Summary
In this book multivariate analysis in community ecology has been reviewed and the theory, methods, and applications of direct gradient analysis, ordination, and classification have been presented. In conclusion, a few comments will be offered concerning inherent limitations, model accuracy, and prospectus.
Several inherent limitations should be acknowledged in community ecology. They may be mitigated in part by strenuous efforts but cannot be eliminated. These limitations must be recognized or the likely result will be unrealistic and ineffective research. (1) Community ecology field data are noisy. (2) Multivariate analysis summarizes community data and functions because numerous species abundances are controlled largely by a relatively small number of environmental and historical factors.
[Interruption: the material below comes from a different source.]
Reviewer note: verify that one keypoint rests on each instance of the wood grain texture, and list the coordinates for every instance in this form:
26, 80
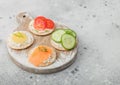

The word largely is required, however, because each species is unique and individual (Gleason 1926; Whittaker, Levin, & Root 1973; Macfadyen 1975; Mclntosh 1975, 1980; Simberloff 1980; Strong 1980), and likewise, each site and each environmental factor are to some degree unique. Consequently, any general community description, even the best possible such description, can capture only a fraction of the total variation. In contrast, the objects of other sciences may be more uniform, such as in chemistry, where trillions of atoms of carbon or iron may be treated as identical for many purposes. (3) Community ecology is partially subjective. The origins of subjectivity include the choices of research purposes and perspectives, the field data collection procedures, the multivariate analyses, and the methods of interpreting the results.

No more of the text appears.